Conservatives who call President Obama a socialist have been reduced to stammering about the latest example of his centrist credentials.
For two years, opponents on the right have criticized Obama as our most liberal president ever. The charge was never tethered to reality.
The tax-cut deal Obama struck with congressional Republicans shows just how far the president actually stands from the liberal wing of the Democratic Party. Some liberals have criticized Obama for "caving in."
In fact, a majority of Democratic lawmakers are angry that the president agreed to extend the Bush-era tax breaks to wealthy families.
But some misguided Democrats would go so far as to force all wage earners to pay higher taxes on Jan. 1, just to prove a point. Fortunately, the more reasonable among them, such as Rep. Joe Sestak (D., Pa.), will vote for the deal to spare struggling families a tax increase and to provide more benefits to the unemployed.
Obama made the deal because, unlike too many Democrats, he heard the message in the "shellacking" that voters gave his party on Nov. 2. More than any other action he's taken, this step puts him closer to the political center.
That's a practical place from which to govern. A Gallup poll taken last summer showed that 42 percent of voters call themselves conservative, 35 percent identify as centrist, and only 20 percent call themselves liberals.
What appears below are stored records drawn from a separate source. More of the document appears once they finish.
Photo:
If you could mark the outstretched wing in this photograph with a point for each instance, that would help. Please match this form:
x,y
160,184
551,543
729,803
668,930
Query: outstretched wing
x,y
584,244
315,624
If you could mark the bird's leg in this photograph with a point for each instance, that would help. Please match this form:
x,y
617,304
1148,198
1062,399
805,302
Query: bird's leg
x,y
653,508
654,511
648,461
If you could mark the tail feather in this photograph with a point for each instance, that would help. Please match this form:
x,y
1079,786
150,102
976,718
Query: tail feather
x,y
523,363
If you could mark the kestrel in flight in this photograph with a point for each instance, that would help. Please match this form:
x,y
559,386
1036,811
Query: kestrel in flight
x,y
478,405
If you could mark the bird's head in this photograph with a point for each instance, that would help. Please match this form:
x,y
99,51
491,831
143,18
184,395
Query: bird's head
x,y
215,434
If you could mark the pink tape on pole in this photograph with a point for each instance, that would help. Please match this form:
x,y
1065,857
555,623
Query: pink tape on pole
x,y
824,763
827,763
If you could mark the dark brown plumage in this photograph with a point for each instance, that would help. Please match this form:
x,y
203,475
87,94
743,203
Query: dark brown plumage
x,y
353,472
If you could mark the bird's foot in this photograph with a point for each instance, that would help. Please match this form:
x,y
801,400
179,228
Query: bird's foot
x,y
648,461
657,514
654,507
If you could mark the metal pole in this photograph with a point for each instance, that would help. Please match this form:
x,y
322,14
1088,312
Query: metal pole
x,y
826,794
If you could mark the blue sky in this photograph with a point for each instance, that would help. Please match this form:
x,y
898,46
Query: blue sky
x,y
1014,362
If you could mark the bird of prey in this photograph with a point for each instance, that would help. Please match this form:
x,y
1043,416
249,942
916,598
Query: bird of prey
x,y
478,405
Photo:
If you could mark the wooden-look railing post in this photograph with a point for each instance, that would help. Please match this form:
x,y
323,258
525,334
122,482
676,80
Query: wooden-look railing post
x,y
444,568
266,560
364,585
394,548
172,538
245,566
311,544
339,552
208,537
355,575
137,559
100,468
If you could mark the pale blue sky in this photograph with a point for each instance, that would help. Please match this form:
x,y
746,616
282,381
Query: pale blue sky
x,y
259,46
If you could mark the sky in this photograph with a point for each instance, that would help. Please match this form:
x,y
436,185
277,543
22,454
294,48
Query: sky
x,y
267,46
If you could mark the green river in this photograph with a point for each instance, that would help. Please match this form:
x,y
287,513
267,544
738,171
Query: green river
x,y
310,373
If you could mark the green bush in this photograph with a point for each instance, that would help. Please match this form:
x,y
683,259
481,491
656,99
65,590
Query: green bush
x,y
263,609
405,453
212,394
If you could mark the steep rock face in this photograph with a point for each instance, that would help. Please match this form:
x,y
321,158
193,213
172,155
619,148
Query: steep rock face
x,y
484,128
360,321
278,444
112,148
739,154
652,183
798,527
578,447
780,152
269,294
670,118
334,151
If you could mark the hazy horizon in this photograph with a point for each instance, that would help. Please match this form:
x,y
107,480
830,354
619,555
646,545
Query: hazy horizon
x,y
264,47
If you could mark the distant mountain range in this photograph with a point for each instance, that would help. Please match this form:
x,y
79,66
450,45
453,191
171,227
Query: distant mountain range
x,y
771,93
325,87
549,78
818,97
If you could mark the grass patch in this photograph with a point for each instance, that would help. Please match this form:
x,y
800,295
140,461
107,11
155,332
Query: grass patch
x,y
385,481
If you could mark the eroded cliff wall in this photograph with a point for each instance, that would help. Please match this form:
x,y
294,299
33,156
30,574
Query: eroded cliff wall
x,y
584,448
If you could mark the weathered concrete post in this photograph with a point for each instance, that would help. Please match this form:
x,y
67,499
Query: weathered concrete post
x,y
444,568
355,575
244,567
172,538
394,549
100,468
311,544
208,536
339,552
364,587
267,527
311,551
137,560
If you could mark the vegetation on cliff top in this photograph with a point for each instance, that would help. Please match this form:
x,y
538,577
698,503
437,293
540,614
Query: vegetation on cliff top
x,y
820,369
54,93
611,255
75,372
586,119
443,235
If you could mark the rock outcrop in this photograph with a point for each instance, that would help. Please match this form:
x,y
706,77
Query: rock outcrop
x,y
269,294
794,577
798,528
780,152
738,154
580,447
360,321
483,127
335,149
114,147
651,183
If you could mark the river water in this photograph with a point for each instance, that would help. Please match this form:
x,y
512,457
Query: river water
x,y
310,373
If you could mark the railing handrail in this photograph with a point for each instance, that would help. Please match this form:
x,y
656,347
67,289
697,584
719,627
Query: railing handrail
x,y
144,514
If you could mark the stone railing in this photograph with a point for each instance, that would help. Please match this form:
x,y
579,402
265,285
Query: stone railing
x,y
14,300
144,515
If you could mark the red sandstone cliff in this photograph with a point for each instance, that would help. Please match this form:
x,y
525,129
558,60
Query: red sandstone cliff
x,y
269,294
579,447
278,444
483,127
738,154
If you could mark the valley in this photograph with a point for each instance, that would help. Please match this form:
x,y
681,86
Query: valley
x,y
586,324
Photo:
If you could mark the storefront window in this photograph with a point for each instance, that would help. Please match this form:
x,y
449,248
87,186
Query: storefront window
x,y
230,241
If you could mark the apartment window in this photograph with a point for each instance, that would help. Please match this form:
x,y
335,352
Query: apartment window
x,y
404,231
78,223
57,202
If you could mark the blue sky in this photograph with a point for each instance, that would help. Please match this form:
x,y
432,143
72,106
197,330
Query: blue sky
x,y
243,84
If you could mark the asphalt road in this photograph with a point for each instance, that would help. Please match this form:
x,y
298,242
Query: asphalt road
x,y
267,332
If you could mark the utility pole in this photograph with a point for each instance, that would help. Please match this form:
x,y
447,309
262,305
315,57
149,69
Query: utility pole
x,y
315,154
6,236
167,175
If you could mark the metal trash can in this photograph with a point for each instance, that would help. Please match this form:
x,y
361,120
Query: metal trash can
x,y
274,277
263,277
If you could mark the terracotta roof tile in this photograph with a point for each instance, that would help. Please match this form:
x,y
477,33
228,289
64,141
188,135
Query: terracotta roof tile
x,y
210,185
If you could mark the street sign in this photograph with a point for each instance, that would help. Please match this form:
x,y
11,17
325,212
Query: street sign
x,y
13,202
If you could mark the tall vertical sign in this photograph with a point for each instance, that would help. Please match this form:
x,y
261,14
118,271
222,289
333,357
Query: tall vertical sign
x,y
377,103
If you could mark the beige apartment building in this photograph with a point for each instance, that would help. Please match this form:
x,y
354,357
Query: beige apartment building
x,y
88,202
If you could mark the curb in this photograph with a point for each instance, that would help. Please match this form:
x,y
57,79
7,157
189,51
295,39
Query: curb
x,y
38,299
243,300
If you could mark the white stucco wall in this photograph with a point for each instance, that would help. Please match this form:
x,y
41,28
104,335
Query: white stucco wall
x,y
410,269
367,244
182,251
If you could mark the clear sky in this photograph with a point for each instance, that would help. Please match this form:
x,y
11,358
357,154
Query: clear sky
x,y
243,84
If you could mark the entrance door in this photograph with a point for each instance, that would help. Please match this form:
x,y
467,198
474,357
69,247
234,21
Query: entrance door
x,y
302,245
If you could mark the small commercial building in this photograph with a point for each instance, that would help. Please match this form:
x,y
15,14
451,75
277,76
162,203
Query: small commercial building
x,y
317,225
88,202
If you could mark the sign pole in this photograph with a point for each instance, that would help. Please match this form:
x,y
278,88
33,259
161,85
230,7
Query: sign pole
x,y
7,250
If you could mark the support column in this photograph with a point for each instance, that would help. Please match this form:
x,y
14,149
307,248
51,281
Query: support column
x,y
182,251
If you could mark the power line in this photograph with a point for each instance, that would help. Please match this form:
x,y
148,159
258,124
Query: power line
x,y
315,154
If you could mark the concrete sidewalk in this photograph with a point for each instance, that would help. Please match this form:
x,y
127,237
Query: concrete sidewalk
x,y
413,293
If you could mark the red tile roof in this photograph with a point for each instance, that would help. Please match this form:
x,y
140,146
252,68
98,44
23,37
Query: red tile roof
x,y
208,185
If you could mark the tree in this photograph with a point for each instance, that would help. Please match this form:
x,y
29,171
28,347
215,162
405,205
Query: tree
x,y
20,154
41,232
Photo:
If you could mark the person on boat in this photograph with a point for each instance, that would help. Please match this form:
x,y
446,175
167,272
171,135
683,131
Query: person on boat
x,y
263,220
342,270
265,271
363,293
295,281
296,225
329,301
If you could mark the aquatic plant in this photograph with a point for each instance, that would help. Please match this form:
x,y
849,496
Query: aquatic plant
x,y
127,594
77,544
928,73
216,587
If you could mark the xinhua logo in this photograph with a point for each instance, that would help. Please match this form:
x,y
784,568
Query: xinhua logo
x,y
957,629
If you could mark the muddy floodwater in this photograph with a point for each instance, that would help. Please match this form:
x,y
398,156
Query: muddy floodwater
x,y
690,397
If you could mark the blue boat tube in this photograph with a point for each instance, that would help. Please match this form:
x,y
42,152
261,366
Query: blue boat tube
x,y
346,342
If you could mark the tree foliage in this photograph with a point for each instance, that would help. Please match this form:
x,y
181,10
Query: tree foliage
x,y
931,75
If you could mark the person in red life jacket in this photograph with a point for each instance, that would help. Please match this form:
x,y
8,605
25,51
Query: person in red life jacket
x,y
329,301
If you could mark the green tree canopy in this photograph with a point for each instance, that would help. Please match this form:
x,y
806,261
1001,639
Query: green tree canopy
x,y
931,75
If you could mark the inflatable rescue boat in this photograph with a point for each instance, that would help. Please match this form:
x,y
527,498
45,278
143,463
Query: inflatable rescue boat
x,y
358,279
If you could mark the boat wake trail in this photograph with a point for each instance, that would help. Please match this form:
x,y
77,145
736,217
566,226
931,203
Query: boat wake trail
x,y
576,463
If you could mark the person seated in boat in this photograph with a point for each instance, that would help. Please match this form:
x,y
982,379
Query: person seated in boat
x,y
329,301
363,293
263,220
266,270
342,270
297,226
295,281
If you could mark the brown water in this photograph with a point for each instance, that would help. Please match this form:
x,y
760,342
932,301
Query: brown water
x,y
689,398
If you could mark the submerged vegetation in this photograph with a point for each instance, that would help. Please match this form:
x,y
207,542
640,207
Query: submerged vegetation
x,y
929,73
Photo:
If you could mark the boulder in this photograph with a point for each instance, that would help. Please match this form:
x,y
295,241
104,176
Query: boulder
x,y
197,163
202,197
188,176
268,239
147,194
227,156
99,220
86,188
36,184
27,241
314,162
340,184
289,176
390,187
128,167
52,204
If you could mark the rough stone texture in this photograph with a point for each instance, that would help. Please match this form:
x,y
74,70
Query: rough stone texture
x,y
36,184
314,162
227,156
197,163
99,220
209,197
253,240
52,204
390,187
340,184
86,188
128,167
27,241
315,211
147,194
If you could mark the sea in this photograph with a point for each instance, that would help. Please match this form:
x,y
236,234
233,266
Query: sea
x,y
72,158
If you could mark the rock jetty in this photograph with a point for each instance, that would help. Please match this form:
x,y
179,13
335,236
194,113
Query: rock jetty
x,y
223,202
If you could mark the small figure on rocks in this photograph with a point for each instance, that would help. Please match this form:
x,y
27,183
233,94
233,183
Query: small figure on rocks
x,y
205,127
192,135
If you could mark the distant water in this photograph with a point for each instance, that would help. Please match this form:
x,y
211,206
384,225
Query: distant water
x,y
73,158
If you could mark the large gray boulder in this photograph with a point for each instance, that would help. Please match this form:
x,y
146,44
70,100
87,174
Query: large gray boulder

Even before the midterm election, Obama was showing a tendency toward pragmatic, rather than partisan, solutions. Conservatives would never admit it, but Obama often frustrates his liberal base. There is even talk of a primary challenge against Obama in 2012.
Looking at his record explains why. He alienated some liberals by not insisting on a public option in the health-care law. He outraged environmentalists by opening coastal waters to offshore drilling (later curtailed after the BP disaster). He angered progressives by sending more troops to Afghanistan and endorsing Bush-era policies on battling terrorism.
Like it or not, Obama did exactly what he should in agreeing to a tax-cut deal. He's looking out for the economic well-being of a majority of Americans. Waiting for Republicans to blink would have resulted in tax increases for everyone, threatening a fragile economy.